Le fantôme
Mon grand-père est un fantôme ! J’avais adressé une lettre aux Archives nationales pour savoir s’il existait une trace quelconque des relations administratives entre Jean Jardin et les Renseignements généraux — notamment avec le commissaire Lanteaume; et d’une manière générale en espérant que l’on me communiquerait copie de tout document signé par le Nain Jaune dans ses fonctions officielles auprès de Pierre Laval. Je reste sidéré par la réponse laconique mais précise que m’adresse la direction scientifique de Paris — section du XXesiècle — en date du 8 juin 2010, dont voici un extrait:
« Afin de répondre à votre courrier relatif aux activités de votre grand-père, Jean Jardin, directeur de cabinet de Pierre Laval de mai 1942 à octobre 1943, une recherche a été menée dans les sous-séries AJ/38 (Commissariat Général aux Questions Juives), F/60 (secrétariat général du gouvernement et services du Premier ministre), 2AG (papiers des chefs de l’Etat, Etat français), et 3W (Haute Cour de Justice) des Archives nationales, site de Paris.
Les archives de l’Etat français et du chef du gouvernement (2AG et F/60) sont très lacunaires: il n’y a pas dans ces papiers de document témoignant des activités de votre grand-père. Il n’a pas été non plus trouvé de correspondance signée Jean Jardin dans le fonds du Commissariat Général aux Questions Juives (AJ/38). »

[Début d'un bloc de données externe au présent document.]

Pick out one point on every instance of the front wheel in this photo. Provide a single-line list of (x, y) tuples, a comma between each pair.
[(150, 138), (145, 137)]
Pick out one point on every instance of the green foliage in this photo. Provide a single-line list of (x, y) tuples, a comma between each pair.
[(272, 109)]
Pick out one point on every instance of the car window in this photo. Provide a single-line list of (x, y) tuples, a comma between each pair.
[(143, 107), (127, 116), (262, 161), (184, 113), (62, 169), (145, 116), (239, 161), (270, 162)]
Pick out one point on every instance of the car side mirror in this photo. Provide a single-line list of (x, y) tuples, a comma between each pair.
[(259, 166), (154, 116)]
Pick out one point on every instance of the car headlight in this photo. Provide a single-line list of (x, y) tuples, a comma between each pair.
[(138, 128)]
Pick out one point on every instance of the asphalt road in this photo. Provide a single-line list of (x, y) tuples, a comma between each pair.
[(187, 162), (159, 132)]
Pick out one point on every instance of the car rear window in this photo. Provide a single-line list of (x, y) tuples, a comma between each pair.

Je reste pétrifié: Jean a pu être directeur de cabinet du chef du gouvernement français pendant dix-huit mois sans laisser une seule minuscule trace dans les Archives nationales; pas même une note de frais ou un bordereau mineur. Du grand art… Il y a du Cagliostro dans cet évanouissement. Un biographe bienveillant ne pouvait y voir que la preuve de son innocence. J’y vois le pire: pour que tout ait été détruit ou mis de côté, notamment chez lui, il fallait que ce tout-là fût terrible; et que chaque note glissée dans une chemise archivable pût valoir à Jean un aller simple devant un poteau d’exécution. La peur de la mort crie derrière la lettre lapidaire que les Archives nationales m’adressent si gentiment. Quelques documents administratifs, gisant au fond de cartons lacunaires, eussent contribué à sauver la réputation du Nain Jaune. Rien, cela fait beaucoup; trop même. Ce silence des dossiers est bien un trou dans l’Histoire de France; et dans celle des miens. Même si je me doute qu’un jour ou l’autre les Archives nationales — classées par blocs non recomposés — livreront bien quelques documents concernant Jean Jardin, oubliés par mégarde.
A ma connaissance, il n’y a qu’Al Capone et ses confrères, ou les tout-puissants Monsignore de l’Opus Dei, qui règlent leurs affaires sans jamais rien signer. Les directeurs de cabinet normaux — surtout à ce niveau-là — paraphent mille décisions par mois; pardon, par semaine…
On comprendra qu’il n’y ait jamais eu d’« affaire Jardin » après la guerre: pour poursuivre un collabo central devant des tribunaux de la République, il fallait des documents, quelques preuves tangibles. Papon et Bousquet eurent, eux, cette insigne maladresse de ne pas tout nettoyer. Le Nain Jaune savait que les Archives nationales ne recelaient aucun feuillet « témoignant de ses activités ». Pas de papier signé, pas d’adresse, à peine un sillage: seulement de la légende.
Impression triste: comme si tout cela n’avait jamais existé.